Let's apply all these concepts to analyze a real dataset. We'll use the Iris flower dataset, a classic dataset in statistics and machine learning:

In [None]:
# Load the Iris dataset
from sklearn.datasets import load_iris
iris = load_iris()
iris_df = pd.DataFrame(data=iris.data, columns=iris.feature_names)
iris_df['species'] = pd.Categorical.from_codes(iris.target, iris.target_names)

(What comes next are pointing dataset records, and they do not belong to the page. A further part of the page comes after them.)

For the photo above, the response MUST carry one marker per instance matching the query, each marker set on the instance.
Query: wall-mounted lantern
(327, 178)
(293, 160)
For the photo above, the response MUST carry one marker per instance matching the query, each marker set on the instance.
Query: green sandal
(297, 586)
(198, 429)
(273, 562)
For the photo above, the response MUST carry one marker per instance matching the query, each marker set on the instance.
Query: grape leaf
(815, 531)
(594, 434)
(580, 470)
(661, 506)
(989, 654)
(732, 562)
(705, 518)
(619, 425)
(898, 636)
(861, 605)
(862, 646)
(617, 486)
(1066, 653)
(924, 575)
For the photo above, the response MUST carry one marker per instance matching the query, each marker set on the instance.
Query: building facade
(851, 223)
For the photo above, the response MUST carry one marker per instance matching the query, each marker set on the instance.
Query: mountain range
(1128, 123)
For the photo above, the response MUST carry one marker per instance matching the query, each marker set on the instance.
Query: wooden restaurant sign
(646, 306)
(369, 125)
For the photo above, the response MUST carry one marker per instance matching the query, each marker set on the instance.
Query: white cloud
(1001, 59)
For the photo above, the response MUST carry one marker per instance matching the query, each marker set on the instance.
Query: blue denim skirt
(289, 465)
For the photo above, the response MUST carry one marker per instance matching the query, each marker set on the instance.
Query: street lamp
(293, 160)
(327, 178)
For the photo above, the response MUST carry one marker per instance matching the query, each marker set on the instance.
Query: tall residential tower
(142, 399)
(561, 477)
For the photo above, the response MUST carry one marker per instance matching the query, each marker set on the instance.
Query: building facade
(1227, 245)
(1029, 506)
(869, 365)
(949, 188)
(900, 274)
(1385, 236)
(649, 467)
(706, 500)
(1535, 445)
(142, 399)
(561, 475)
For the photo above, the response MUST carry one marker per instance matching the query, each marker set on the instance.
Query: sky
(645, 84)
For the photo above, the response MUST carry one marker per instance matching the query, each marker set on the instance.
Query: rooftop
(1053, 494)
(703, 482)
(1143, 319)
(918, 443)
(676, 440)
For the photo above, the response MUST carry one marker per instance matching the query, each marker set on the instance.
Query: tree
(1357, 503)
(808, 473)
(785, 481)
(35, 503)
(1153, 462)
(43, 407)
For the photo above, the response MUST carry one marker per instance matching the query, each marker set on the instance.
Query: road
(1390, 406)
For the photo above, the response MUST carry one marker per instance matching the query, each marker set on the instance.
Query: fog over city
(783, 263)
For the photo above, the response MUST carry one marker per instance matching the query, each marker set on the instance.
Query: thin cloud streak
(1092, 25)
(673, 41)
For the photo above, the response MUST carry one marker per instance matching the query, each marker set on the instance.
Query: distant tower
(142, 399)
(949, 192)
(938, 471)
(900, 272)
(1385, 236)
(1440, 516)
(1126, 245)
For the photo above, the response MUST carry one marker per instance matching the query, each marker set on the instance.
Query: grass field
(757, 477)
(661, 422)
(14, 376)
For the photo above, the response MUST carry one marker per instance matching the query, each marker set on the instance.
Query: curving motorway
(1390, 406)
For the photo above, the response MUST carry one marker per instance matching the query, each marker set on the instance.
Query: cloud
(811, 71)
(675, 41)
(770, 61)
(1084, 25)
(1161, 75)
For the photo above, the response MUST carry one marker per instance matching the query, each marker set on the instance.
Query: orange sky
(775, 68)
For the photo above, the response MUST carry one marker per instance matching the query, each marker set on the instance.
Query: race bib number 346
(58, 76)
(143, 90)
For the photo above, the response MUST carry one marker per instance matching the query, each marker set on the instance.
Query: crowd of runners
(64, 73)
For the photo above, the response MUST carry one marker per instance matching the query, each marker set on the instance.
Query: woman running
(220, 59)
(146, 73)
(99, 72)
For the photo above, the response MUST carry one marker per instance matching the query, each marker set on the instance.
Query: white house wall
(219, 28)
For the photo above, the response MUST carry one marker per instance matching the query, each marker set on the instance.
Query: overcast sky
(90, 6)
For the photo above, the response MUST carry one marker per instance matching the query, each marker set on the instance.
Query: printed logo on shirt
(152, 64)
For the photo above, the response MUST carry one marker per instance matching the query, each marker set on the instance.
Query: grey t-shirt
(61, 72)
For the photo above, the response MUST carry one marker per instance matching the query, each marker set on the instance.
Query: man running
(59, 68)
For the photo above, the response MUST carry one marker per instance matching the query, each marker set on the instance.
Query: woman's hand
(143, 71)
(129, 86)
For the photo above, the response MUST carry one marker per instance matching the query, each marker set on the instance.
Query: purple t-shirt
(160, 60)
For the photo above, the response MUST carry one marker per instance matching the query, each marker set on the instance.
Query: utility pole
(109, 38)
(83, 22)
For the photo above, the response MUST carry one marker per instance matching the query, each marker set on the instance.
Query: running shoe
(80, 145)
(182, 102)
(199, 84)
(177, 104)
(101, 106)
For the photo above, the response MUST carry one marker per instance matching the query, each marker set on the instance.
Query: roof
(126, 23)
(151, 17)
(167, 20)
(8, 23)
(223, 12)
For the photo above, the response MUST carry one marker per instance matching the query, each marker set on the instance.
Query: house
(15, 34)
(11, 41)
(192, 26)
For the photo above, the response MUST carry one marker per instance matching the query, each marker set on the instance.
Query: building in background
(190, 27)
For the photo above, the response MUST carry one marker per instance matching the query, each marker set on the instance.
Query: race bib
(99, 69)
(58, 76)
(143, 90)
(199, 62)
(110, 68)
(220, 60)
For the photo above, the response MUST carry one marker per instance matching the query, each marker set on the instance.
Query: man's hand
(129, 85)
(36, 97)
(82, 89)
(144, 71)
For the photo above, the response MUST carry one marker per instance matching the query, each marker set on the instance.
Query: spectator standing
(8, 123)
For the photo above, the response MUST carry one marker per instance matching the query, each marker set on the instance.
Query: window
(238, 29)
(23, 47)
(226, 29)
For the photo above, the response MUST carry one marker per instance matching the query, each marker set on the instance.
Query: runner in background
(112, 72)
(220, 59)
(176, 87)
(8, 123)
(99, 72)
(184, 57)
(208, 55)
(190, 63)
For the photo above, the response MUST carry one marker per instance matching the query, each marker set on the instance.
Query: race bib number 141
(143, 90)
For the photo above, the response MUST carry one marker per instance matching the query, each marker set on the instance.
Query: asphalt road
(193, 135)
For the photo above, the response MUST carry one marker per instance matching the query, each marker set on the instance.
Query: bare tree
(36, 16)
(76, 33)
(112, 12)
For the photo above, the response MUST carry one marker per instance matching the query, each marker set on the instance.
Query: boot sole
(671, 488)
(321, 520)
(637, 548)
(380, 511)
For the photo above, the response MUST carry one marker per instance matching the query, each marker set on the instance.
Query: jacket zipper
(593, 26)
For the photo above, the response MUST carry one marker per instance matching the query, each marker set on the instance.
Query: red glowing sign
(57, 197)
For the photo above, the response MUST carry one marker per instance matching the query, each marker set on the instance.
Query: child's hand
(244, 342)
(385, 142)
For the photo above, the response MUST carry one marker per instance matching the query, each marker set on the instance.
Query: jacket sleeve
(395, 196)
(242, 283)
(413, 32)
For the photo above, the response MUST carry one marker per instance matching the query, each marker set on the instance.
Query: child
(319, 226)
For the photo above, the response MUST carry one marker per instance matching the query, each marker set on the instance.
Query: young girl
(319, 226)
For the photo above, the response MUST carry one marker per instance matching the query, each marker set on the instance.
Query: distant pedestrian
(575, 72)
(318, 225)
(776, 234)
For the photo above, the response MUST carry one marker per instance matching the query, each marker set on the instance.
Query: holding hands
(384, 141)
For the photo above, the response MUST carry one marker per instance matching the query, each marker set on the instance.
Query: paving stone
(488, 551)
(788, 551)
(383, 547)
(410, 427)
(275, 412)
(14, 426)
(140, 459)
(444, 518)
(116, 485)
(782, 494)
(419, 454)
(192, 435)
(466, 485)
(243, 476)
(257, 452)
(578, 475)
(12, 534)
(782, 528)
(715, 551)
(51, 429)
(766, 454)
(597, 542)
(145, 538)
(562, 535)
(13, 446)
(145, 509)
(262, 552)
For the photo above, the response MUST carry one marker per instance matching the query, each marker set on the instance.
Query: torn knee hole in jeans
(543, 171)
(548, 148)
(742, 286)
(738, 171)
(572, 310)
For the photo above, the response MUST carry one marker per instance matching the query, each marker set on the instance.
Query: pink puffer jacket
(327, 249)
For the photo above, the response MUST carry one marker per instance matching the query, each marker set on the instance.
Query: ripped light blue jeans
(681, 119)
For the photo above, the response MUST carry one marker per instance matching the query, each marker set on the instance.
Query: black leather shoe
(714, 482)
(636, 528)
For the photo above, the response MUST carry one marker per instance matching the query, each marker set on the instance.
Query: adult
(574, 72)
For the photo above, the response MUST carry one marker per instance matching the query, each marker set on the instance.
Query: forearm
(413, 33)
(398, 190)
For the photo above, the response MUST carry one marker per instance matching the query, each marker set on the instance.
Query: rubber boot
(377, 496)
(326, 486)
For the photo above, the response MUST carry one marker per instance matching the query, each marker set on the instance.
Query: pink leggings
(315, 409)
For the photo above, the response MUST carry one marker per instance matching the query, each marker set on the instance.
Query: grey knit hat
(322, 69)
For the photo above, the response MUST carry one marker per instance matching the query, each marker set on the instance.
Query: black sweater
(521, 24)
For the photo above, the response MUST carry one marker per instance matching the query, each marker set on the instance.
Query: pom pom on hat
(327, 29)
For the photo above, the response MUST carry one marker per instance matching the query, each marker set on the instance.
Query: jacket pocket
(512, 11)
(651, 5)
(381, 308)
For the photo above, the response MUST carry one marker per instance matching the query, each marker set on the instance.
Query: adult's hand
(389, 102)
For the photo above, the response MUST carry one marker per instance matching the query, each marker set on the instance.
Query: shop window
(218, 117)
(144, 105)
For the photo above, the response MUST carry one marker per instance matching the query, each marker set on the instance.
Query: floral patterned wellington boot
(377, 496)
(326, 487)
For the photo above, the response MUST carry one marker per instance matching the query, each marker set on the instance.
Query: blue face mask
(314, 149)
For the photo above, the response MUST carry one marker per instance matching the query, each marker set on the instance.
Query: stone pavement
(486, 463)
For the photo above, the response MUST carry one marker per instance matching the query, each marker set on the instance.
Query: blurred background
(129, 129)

# Display the first few rows
iris_df.head()

# Get comprehensive descriptive statistics
iris_stats = iris_df.describe()
iris_stats

# Descriptive statistics by species
species_stats = iris_df.groupby('species').describe().transpose()
species_stats

# Visualize the distributions by species
plt.figure(figsize=(15, 10))
for i, feature in enumerate(iris.feature_names):
    plt.subplot(2, 2, i+1)
    for species in iris.target_names:
        sns.kdeplot(iris_df[iris_df['species'] == species][feature], label=species)
    plt.title(f'Distribution of {feature}')
    plt.legend()
plt.tight_layout()
plt.show()

## 10. Summary

Descriptive statistics provide essential tools for understanding data:

- **Measures of Central Tendency**: Mean, median, and mode help identify typical values
- **Measures of Dispersion**: Range, variance, standard deviation, and IQR describe data spread
- **Measures of Shape**: Skewness and kurtosis characterize distribution symmetry and tailedness
- **Group Comparisons**: Analyzing statistics across categories reveals patterns
- **Correlation**: Quantifies relationships between variables

Key takeaways:
1. Always explore your data with descriptive statistics before advanced analysis
2. Choose appropriate measures based on your data distribution
3. Combine numerical statistics with visualizations for better understanding
4. Consider the context when interpreting statistics
5. Be aware of how outliers can affect different statistical measures

Descriptive statistics form the foundation for inferential statistics and more complex data analysis techniques.